La comuna de Quillón, corazón turístico y agrícola de Ñuble, enfrenta el avance de 20 solicitudes de exploración minera. Empresas y particulares buscan extraer ‘tierras raras’, minerales críticos que ponen en riesgo el ecosistema y la salud de la población.
QUILLÓN, ÑUBLE.- Un acelerado y silencioso avance de la minería amenaza el futuro de Quillón, una comuna conocida por sus paisajes verdes, su vocación agrícola y su atractivo turístico. Un total de 20 concesiones mineras de exploración, que suman aproximadamente 6.000 hectáreas, han sido solicitadas sobre el territorio comunal, encendiendo las alarmas entre los vecinos y autoridades locales ante un nuevo desafío socioambiental para una zona ya golpeada por incendios forestales y la presión de la industria forestal.

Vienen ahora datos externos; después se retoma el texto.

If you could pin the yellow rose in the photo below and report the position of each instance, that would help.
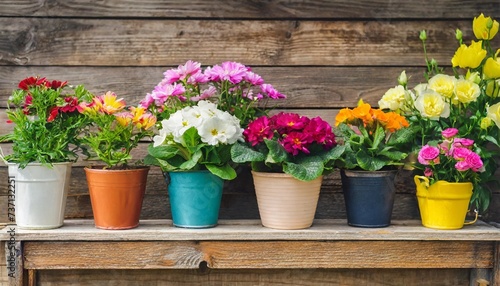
(432, 105)
(442, 84)
(492, 68)
(484, 27)
(466, 91)
(493, 88)
(393, 99)
(486, 122)
(493, 112)
(469, 57)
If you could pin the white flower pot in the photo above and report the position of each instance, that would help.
(40, 194)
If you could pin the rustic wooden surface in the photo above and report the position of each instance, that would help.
(257, 254)
(324, 55)
(252, 230)
(253, 277)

Los actores clave detrás de las concesiones
El acaparamiento del subsuelo de Quillón está concentrado en tres titulares principales. En primer lugar, la empresa NEORE SpA, cuyo director ejecutivo, Arturo Albornoz Wegertseder, fue representante legal de Aclara Resources, promotora de un cuestionado proyecto de tierras raras en Penco. NEORE SpA anunció en 2025 una alianza con la firma estadounidense Chilean Cobalt para desarrollar proyectos extractivos en la zona, en el marco de un acuerdo geopolítico entre Chile y Estados Unidos para el suministro de minerales críticos.

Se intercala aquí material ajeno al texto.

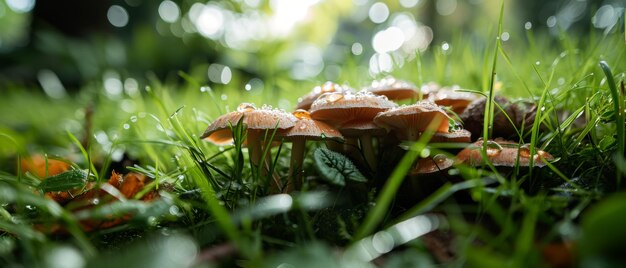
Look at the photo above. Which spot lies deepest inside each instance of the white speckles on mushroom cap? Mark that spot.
(504, 154)
(309, 128)
(393, 88)
(411, 120)
(306, 101)
(219, 131)
(451, 96)
(339, 108)
(432, 164)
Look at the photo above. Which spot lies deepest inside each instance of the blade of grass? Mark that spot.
(388, 192)
(618, 103)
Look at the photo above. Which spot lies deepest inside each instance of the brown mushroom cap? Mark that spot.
(219, 131)
(453, 98)
(410, 121)
(305, 102)
(432, 164)
(306, 127)
(460, 135)
(340, 108)
(393, 89)
(429, 88)
(503, 153)
(358, 128)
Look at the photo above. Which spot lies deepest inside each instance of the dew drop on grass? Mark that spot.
(246, 107)
(152, 221)
(524, 150)
(493, 148)
(439, 159)
(528, 25)
(174, 210)
(334, 97)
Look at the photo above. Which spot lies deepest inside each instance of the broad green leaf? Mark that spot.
(335, 167)
(65, 181)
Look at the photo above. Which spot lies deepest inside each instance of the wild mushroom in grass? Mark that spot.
(305, 128)
(363, 131)
(503, 154)
(256, 121)
(305, 102)
(410, 121)
(393, 89)
(453, 97)
(341, 109)
(513, 115)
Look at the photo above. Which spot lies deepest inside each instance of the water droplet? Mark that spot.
(246, 107)
(329, 87)
(174, 210)
(524, 150)
(302, 114)
(440, 159)
(528, 25)
(152, 221)
(493, 148)
(334, 97)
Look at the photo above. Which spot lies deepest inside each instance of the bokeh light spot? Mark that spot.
(118, 16)
(169, 11)
(379, 12)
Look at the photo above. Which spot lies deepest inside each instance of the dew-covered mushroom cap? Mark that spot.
(305, 102)
(503, 153)
(393, 89)
(306, 127)
(411, 120)
(339, 108)
(219, 132)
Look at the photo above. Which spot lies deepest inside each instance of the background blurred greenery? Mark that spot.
(62, 45)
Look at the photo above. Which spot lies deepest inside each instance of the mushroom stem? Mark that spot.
(368, 151)
(255, 151)
(295, 166)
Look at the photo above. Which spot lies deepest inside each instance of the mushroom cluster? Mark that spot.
(361, 124)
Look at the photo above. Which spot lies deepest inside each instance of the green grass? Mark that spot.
(495, 218)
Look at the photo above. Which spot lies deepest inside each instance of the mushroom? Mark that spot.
(256, 121)
(453, 98)
(305, 102)
(339, 109)
(363, 131)
(503, 153)
(409, 122)
(393, 89)
(474, 115)
(429, 88)
(433, 164)
(456, 135)
(305, 128)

El segundo actor es Hugo Ignacio Rosende Hernández, una persona natural que, según el Observatorio Latinoamericano de Conflictos Ambientales (OLCA), operaría como intermediario para corporaciones más grandes. Rosende acumula 135 concesiones de exploración a nivel nacional, abarcando más de 35.000 hectáreas. El tercer solicitante es Uka Chile, una empresa ligada al sector de la energía eólica.
Riesgos para la salud y la riqueza biológica de Quillón
La preocupación de la comunidad no es infundada. Las ‘tierras raras’ son un grupo de minerales esenciales para la tecnología moderna y la industria de defensa, pero su extracción conlleva graves consecuencias ambientales y sanitarias.
La extracción y procesamiento de tierras raras es conocido a nivel mundial por los impactos profundos a la salud de la población, la contaminación a fuentes de agua y ecosistemas. A nivel internacional se encuentra documentado que las faenas de tierras raras generan enormes cantidades de residuos tóxicos, incluso radioactivos, los cuales son altamente perjudiciales para la salud de la población.
Esta contaminación amenaza con infiltrarse en las napas freáticas, que abastecen de agua a gran parte de los habitantes de Quillón. Además, el avance de la exploración pone en jaque el valioso patrimonio natural que define a la comuna. Ecosistemas de gran valor como el Cerro Cayumanque, uno de los últimos refugios del bosque nativo caducifolio en la cordillera de la costa, y la icónica Laguna Avendaño, se encuentran en una posición de extrema vulnerabilidad ante esta nueva presión industrial.
Redacción Cabrero en Línea basándose en información de terram.cl.